在 Python 中根据亮度获取像素的 RGB 值

Question

Trying to figure out how to accomplish this task: I'd want to select pixels of an image based on luminance, and then grab the rgb values of those pixels.

My initial thought was to use OpenCV to make a histogram on the greyscale of the image:

img = cv2.imread('test.jpg',0)
hist = cv2.calcHist([img],[0],None,[256],[0,256])

but I wasn't sure how to then identify where those pixels in a particular bin of my histogram are in the image?

Alternatively I found this formula to get luminance:

(0.2126*R + 0.7152*G + 0.0722*B)

So I guess I could iterate over ever pixel in the image with that formula and grab the ones that match my chosen luminance level?

Is there a better way to accomplish this in Python?

Answer 1

First, while the coefficients are correct for sRGB or Rec709, to convert from color to Y...

    (0.2126*R + 0.7152*G + 0.0722*B)

...they require that the RGB channels are all linearized to remove any gamma encoding.

Second, these are the coefficients for Rec709 or sRGB, but other colorspaces require different coefficients.

A Library

I recommend KenSolaar's ColourScience, a python library that can do things like convert to a luminance, and uses numpy and vectorized math.

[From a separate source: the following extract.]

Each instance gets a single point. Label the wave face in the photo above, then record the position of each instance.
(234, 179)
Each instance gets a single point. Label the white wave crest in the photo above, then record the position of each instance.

https://github.com/colour-science/colour

Conversion and tracking pixel values

Converting an sRGB pixel to luminance is straight forward:

1. Parse the sRGB value into discrete RʹGʹBʹ values. We'll assume 8bit.
2. Divide each individually by 255.0
3. Remove the TRC (aka gamma).
   • The simple way for sRGB and several other colorspaces is to apply a power curve to each RʹGʹBʹ channel using an exponent of ^2.2.
4. Then apply coefficients and sum for Luminance Y.
   • (0.2126 * R + 0.7152 * G + 0.0722 * B)

Putting all that together:

    imgPixel = 0xAACCFF

    R = (imgPixel & 0xFF0000) >> 16
    G = (imgPixel & 0x00FF00) >> 8
    B = (imgPixel & 0x0000FF)

    Y = 0.2126*(R/255.0)**2.2 + 0.7152*(G/255.0)**2.2 + 0.0722*(B/255.0)**2.2 

That's the simplest while still being reasonably accurate, however some purists might suggest using the IEC specified sRGB TRC, which is piecewise and computationally more expensive:

# Piecewise sRGB TRC to Linear (only red is shown in this example)

    if R <= 0.04045:
       R / 12.92
    else: 
    (( R + 0.055) / 1.055) ** 2.4

Y Not?

The next question was, how to determine the pixels, and that's just creating and populating a list (array) with the coordinates and color value for pixels that match the luminance.

Do you want to quantize back to 8 bit integer values for the luminance? Or stay in a 0.0 to 1.0 and define a range? The later is usually most useful, so let's do that.

For cv2.imread('test.jpg',1) don't set the flag to 0 — you're going to make your own greyscale and you want to save the color pixel values, correct?

So using the earlier example but with a ternary piecewise TRC method and adding a loop that appends an array for the found pixels:

          # declare some variables
    Llo = 0.18  # Lo luminance range
    Lhi = 0.20  # Hi range choosing pixels between here and Lo
    results = [[]]
    imgPixel = 0x000000
    
    img = cv2.imread('test.jpg',1) # set flag to 1 (or omit) for color — you're going to make your own greyscale.

    rows,cols = img.shape

    for ir in range(rows):
      for ic in range(cols):
         imgPixel = img[ir,ic]
         
         R = ((imgPixel & 0xFF0000) >> 16) / 255.0
         G = ((imgPixel & 0x00FF00) >> 8 ) / 255.0
         B = ((imgPixel & 0x0000FF)      ) / 255.0

         R = R / 12.92 if R <= 0.04045 else (( R + 0.055) / 1.055) ** 2.4
         G = G / 12.92 if G <= 0.04045 else (( G + 0.055) / 1.055) ** 2.4
         B = B / 12.92 if B <= 0.04045 else (( B + 0.055) / 1.055) ** 2.4

         Y = 0.2126 * R + 0.7152 * G + 0.0722 * B

            # If the Y is in range, then append the pixel coordinates and color value to the array
         if Y>Llo or Y<Lhi: results.append([ ic, ir, imgPixel ])

# CAVEAT: This code is entered but not tested in Python.

There's very likely a way to vectorize this, so worth it to look at the colour-science library I linked above as it does so where possible.